Perwakilan Srikandi Badan Usaha Milik Negara (BUMN) sekaligus Direktur Konsumer BRI, Handayani mengatakan pada 2025 ditargetkan 30 persen Board of Directors (BOD) BUMN adalah perempuan. Di BRI saat ini komposisi BOD dan Supervisor perempuan sudah mencapai 22 persen.
“Penguatan peran perempuan menjadi sangat penting, yang bisa mengangkat perempuan adalah perempuan itu sendiri. Untuk mengatasi stereotip yang selama ini melekat pada kaum perempuan, perempuan harus mampu membuktikan dirinya bahwa kita berperan penting pada setiap proses dan aktivitas yang dipercayakan kepada kita,” ujar Handayani.
Lingkungan Kerja dan Perspektif Kepemimpinan
Menurut data yang diperoleh dari survey daring Social Norms, Attitudes and Practices (SNAP) 2020 pada 6 ribu laki-laki dan perempuan perkotaan di Indonesia, Filipina, dan Vietnam yang dilakukan oleh YouGov dengan dukungan dari Investing in Women, mereka yang dipekerjakan oleh perusahaan dengan representasi gender dalam peran kepemimpinan lebih cenderung memiliki sikap yang sama atau progresif terhadap kelayakan perempuan untuk memimpin dan tidak memiliki preferensi pribadi untuk bos laki-laki.
Hal berbeda terjadi pada responden yang bekerja di perusahaan yang didominasi laki-laki.

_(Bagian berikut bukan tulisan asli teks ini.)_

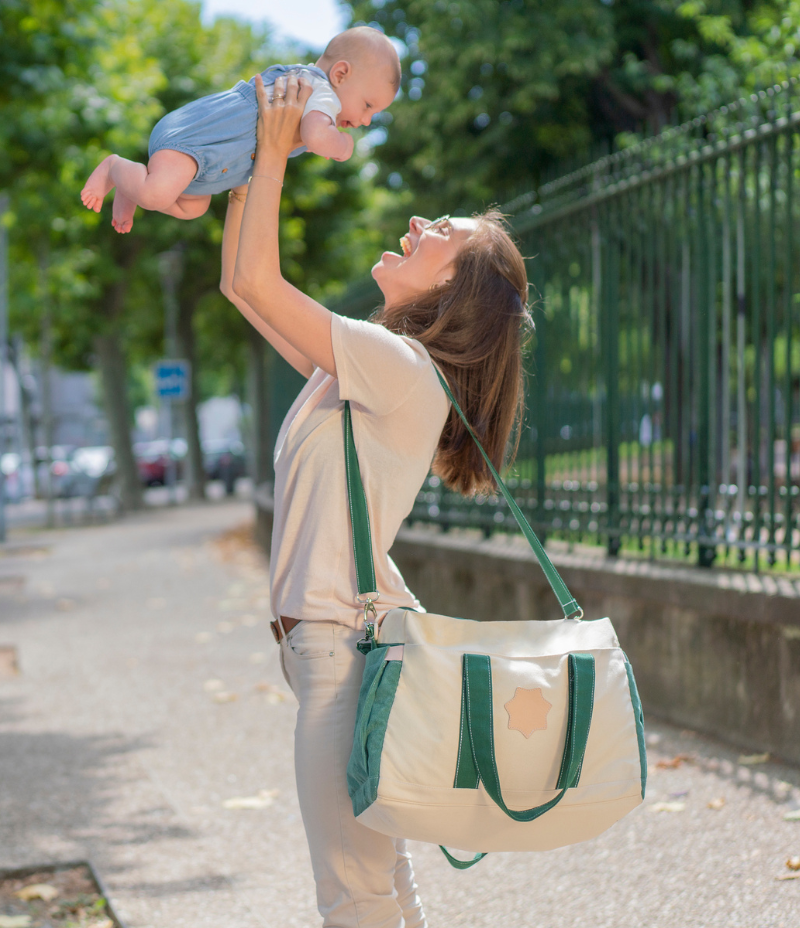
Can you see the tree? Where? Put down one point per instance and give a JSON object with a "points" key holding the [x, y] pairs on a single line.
{"points": [[495, 94]]}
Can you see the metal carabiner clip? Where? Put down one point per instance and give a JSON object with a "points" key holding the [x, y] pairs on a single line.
{"points": [[368, 643]]}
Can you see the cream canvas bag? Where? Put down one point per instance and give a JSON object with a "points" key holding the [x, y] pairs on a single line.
{"points": [[490, 736]]}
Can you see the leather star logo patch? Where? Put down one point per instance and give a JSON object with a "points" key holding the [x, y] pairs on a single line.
{"points": [[527, 711]]}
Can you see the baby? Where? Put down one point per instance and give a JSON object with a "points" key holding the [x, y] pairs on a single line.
{"points": [[208, 146]]}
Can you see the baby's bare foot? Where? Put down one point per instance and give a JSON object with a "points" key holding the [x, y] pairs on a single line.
{"points": [[98, 185], [122, 213]]}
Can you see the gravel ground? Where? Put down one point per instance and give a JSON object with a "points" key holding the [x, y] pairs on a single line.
{"points": [[150, 695]]}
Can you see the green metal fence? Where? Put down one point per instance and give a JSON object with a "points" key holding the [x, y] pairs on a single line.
{"points": [[663, 408]]}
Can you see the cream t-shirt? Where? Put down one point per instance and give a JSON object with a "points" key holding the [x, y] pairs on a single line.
{"points": [[399, 410]]}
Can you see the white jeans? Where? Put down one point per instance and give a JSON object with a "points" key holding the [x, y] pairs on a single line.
{"points": [[364, 879]]}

Responden ini memiliki sikap dan preferensi yang lebih tradisional mengenai kepemimpinan dibandingkan dengan mereka yang berada dalam kelompok yang tidak bekerja.
Responden yang bekerja di perusahaan di mana perempuan dan laki-laki sama-sama terwakili dalam kepemimpinan, atau di mana perempuan memegang sebagian besar posisi kepemimpinan. Ketinggian bilah menunjukkan tanggapan yang mendukung kesetaraan gender. Tinggi bilah oranye menunjukkan berapa banyak responden yang tidak setuju dengan pernyataan 'pria menjadi pemimpin yang lebih baik dibandingkan dengan wanita'. Tinggi bilah ungu menunjukkan berapa banyak responden yang mengatakan bahwa mereka tidak memiliki preferensi pribadi untuk bos laki-laki.
“Sekarang mari kita lihat batang oranye dan ungu di sisi kiri. Ini adalah responden yang bekerja di perusahaan yang didominasi oleh pemimpin laki-laki. Anda dapat melihat bahwa mereka cenderung tidak memiliki tanggapan yang mendukung kesetaraan gender,” ungkap Nizma Fadila, Koordinator Monitoring, Evaluation, and Learning (MEL) IBCWE.
Di sisi paling kanan adalah kaum milenial yang tidak bekerja saat ini. Bahkan mereka cenderung lebih menghargai kesetaraan gender dalam kepemimpinan dibandingkan mereka yang bekerja di budaya ketidaksetaraan gender.
“Dapat disimpulkan bahwa Apa yang dilihat orang di tempat kerja mereka itu penting. Tempat kerja yang menunjukkan kesetaraan juga memengaruhi sikap pribadi karyawannya,” singkatnya.